Do I Really Need a Shoe Tree?

Yes. Yes, you do.

brogue shoe with a shoe tree

The world is full of gimmicks. A shoe tree, however, is not one of them.

Despite their goofy appearance, shoe trees are an important part of proper shoe care. The wooden inserts help dry out shoes and preserve their shape, allowing them to stay as fresh as they were the day you bought them. And not just for a year or two—expensive dress shoes that are properly cared for with a shoe tree can look like new for decades.

What a shoe tree does

Your shoes take quite a beating during the day, even if you mostly sit at a desk. They bend, flex, and stretch, all the while absorbing loads of foot sweat. Over time this moisture accumulation causes the lining to rot, leather to crack, and the shoe to become deformed. It might also emit a not-so-nice funk. (Pretty picture, eh?)

And get a whiff of this: it takes 24 hours for shoes to dry out completely.

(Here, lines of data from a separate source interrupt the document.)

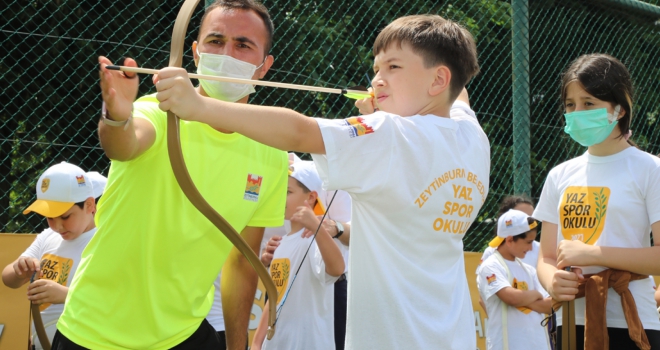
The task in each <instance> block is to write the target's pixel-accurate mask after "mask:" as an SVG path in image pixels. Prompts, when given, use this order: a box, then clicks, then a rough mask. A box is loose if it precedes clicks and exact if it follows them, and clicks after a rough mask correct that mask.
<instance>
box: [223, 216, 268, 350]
mask: <svg viewBox="0 0 660 350" xmlns="http://www.w3.org/2000/svg"><path fill="white" fill-rule="evenodd" d="M263 234H264V228H263V227H250V226H248V227H246V228H244V229H243V231H241V236H242V237H243V239H245V241H246V242H247V243H248V245H250V247H251V248H252V250H253V251H254V252H255V254H259V249H260V248H261V239H262V237H263ZM221 278H222V280H221V282H220V286H221V287H220V288H221V293H220V294H221V295H222V313H223V315H224V319H225V327H226V332H225V334H226V337H227V349H245V347H246V345H247V344H246V343H245V341H246V338H247V337H246V335H247V332H248V323H249V321H250V310H251V309H252V304H253V303H254V293H255V292H256V290H257V273H256V271H255V270H254V269H253V268H252V265H250V263H249V262H248V261H247V259H246V258H245V257H244V256H243V254H241V253H240V252H239V251H238V249H236V247H233V248H232V249H231V252H230V253H229V256H228V257H227V260H226V261H225V264H224V266H223V267H222V277H221Z"/></svg>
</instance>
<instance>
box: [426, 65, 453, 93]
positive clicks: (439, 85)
mask: <svg viewBox="0 0 660 350" xmlns="http://www.w3.org/2000/svg"><path fill="white" fill-rule="evenodd" d="M450 83H451V71H450V70H449V67H447V66H445V65H440V66H438V67H436V68H435V77H434V79H433V83H432V84H431V87H430V88H429V95H431V96H437V95H439V94H441V93H443V92H444V91H446V90H447V89H449V84H450Z"/></svg>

A shoe tree quickens the drying process by absorbing moisture and odors, all while holding the shoe in place so that the leather and lining dry in the right shape.

Types of shoe trees

Cheap ($15-$30)

cheap shoe tree

It’s not necessary to spend a fortune on shoe trees. For $15-30, you can get a good pair, but it probably won’t have a full wooden heel, which is ideal for moisture absorption and shaping. Instead it’ll have a knob or thin piece of wood. Some $30 shoe trees are actually pretty decent, however, and a $15 cheapie is still better than none at all.

Quality ($30-$50)

quality shoe tree

Nicer shoe trees have ventilation slots that help dissipate moisture, and they also have fuller heels. More wood means more moisture absorption and odor control, and better preservation of the shoe’s shape.

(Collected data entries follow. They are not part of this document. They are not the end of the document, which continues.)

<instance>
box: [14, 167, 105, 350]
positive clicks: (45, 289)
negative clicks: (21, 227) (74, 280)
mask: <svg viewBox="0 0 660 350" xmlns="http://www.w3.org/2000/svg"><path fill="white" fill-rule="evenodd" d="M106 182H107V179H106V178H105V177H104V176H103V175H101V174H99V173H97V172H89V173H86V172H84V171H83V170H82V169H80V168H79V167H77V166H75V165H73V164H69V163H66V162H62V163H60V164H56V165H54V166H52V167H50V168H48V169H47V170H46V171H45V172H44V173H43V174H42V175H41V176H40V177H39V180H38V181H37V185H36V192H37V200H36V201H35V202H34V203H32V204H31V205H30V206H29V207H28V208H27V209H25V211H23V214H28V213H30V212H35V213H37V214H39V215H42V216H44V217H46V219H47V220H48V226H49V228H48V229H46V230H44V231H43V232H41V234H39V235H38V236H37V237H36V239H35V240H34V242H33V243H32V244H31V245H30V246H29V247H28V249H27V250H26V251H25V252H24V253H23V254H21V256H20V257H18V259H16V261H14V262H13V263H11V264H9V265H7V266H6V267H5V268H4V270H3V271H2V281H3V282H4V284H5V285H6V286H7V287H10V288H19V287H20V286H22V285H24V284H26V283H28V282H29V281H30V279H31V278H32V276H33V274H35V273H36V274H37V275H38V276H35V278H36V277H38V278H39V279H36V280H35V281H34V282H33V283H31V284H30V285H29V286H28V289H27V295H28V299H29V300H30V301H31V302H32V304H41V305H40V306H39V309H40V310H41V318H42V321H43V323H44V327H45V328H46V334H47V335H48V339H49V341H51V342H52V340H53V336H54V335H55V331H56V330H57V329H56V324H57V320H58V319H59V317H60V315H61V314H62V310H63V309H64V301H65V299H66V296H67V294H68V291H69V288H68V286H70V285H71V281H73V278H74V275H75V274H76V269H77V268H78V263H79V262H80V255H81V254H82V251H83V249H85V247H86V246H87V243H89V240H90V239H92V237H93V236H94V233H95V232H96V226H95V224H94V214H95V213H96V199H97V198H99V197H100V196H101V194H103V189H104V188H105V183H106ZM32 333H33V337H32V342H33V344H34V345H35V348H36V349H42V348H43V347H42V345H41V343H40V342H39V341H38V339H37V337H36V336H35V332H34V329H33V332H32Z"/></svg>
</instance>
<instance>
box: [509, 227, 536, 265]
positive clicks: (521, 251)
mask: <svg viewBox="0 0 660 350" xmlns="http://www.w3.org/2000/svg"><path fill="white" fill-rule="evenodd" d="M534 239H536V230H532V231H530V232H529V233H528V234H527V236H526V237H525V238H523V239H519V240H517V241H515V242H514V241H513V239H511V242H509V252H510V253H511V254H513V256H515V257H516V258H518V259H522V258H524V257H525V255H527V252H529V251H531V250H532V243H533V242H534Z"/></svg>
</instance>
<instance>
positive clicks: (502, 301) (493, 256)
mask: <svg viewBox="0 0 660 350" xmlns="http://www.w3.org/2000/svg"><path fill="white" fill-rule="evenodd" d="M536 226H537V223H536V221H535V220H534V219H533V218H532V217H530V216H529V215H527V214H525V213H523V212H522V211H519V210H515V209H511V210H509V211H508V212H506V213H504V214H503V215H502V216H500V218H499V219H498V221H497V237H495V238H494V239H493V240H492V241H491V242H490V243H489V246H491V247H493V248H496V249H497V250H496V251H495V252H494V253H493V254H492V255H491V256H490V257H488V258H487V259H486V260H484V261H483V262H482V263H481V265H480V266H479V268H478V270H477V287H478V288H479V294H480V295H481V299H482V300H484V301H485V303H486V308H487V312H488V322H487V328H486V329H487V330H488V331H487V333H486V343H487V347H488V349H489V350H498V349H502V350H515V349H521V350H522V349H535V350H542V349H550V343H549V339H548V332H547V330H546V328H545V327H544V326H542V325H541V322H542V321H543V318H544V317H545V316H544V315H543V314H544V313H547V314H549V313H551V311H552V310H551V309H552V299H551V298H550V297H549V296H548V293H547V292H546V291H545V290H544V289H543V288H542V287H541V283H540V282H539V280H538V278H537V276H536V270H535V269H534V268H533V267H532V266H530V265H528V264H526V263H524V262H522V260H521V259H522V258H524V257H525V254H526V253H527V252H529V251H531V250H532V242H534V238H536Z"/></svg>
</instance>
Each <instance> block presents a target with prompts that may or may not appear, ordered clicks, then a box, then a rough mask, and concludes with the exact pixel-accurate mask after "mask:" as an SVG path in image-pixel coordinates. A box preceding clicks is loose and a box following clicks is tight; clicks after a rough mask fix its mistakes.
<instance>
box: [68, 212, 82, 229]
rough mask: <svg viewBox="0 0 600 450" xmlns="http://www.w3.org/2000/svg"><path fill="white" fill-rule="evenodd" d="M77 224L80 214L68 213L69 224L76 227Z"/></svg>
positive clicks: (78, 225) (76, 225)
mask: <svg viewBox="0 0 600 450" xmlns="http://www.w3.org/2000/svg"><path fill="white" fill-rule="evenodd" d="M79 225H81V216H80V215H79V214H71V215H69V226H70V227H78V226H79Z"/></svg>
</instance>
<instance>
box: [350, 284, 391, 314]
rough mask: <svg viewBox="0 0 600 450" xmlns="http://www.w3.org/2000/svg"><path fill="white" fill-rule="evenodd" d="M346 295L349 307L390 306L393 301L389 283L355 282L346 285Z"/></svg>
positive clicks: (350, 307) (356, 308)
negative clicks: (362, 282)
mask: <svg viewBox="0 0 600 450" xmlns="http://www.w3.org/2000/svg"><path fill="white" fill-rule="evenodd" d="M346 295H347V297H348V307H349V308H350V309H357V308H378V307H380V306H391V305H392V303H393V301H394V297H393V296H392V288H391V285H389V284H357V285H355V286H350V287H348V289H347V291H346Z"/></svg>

Pro tip: Don’t be fooled by varnished shoe trees. Their shininess might make you think they’re fancier, but in fact, it’s the exact opposite. The varnish acts as a sealant and doesn’t allow the wood to draw out moisture, so opt for unfinished every time.

Lasted (prices vary)


A really expensive pair of shoes (we’re talking $700+) usually comes with a last, a fancy term for a custom shoe tree. Lasts are the crème de le crème of shoe trees because they’re the closest it gets to having an entire cedar foot inside your shoe. Plus, a last is shaped like the shoe, so it preserves the original shape for much longer.

Travel ($10-$15)

Plastic travel shoe tree

Cram as much stuff as you want in your suitcase without worrying about deforming your expensive wingtips. Travel shoe trees are lightweight, plastic, and perfect for road warriors.

So, stop walking all over your shoes

Show them some TLC.

And all shoes need a little love–so whether you’re a luxury shoe connoisseur, or a guy with a modest budget who wants to maximize his investments, shoe trees must be in your closet.